Richard Campo, founder of mortgage advisors Rose Capital Partners also believes the peak may have been reached, which he thinks is good news for future buyers.

He said: “The seemingly endless rate rises from the BoE were causing borrowers to procrastinate on committing to their new remortgage deals and putting off some would-be homebuyers completely.

“This could even bolster house prices as we have seen huge pent-up demand in recent months from people holding buying off until mortgage costs stabilise.”

 

Rates to remain high despite pause on price surge

Despite the upturn in optimism for homeowners, the chief economist for Santander, Frances Haque believes any enthusiasm ought to be tempered, believing “the question now is firmly centred on whether this pause will remain or if another rate rise will be needed in November.”

“Only time and further economic data will tell,” she added.

The vote to approve the 5.25 per cent rate was a tight one, with five of the committee opting to stick with the same rate and four preferring a 0.25 per cent increase.

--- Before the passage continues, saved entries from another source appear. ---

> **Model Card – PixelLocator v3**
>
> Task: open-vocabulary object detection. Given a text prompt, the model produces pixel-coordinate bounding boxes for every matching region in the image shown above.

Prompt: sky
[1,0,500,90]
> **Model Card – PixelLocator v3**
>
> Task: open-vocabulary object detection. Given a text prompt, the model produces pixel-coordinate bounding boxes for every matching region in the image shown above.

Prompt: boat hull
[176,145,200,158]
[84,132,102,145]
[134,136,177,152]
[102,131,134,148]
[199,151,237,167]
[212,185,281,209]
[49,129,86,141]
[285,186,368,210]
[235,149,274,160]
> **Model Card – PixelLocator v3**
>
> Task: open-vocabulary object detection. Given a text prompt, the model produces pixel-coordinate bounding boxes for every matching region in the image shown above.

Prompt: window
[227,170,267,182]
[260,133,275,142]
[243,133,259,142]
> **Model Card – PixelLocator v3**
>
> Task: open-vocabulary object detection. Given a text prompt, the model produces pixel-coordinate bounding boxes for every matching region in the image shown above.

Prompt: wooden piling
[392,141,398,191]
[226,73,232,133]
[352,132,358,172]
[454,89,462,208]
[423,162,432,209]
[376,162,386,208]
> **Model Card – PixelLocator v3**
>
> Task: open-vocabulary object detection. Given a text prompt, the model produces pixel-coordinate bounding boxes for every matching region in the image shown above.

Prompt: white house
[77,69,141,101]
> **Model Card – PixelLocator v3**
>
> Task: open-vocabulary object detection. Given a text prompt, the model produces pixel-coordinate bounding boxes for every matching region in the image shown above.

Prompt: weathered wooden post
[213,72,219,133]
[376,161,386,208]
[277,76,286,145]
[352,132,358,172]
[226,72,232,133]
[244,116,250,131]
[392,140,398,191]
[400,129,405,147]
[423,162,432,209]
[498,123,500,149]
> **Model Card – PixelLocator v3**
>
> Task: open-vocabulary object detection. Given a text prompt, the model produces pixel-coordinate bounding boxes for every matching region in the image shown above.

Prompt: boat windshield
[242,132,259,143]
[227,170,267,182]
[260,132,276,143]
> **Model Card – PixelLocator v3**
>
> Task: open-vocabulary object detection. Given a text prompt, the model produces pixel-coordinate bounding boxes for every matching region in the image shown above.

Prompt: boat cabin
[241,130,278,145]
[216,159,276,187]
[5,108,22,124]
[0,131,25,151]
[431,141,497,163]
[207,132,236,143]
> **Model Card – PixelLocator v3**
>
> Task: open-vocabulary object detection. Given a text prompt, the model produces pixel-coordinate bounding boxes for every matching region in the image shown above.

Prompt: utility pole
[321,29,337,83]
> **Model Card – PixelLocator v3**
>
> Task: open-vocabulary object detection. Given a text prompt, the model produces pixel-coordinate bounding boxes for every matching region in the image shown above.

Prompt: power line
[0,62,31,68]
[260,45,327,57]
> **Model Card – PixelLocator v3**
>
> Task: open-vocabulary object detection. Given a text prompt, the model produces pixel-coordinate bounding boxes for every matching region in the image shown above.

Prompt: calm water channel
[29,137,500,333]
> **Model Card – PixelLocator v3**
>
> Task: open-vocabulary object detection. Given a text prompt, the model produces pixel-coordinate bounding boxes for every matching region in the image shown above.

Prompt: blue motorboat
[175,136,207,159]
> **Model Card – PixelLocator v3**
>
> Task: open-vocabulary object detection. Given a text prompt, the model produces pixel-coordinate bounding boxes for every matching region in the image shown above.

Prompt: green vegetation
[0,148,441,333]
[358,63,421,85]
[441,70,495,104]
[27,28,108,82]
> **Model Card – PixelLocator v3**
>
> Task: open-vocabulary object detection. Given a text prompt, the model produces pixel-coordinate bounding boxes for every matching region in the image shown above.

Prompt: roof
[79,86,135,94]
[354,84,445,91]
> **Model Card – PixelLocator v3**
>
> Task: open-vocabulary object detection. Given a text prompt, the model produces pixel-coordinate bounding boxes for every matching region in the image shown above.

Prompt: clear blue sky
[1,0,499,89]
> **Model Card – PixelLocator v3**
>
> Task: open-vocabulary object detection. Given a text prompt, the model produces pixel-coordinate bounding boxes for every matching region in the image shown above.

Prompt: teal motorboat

Danni Hewson, head of financial analysis at AJ Bell, summarised the marginal decision and its impact on households. Like many of her peers, the analyst anticipates the rates will take some time to drop.

She said: “For millions of homeowners who’ve already seen their mortgage payments increase or the half a million facing a hike in the run-up to Christmas, today’s decision will be cold comfort.

“Costs have skyrocketed as ultra-low rates were left in the rear-view mirror and though competition is gradually returning to the mortgage market and the number of products available has increased, those coming off fixed rates are facing a big cost of mortgage shock.”

She concluded: “Markets think the peak has been reached with over 70 per cent anticipating another hold at the next meeting in November. But anyone hoping that the base rate will make a swift return from whence it came is going to be sorely disappointed, as rates are expected to remain high for some time to come.”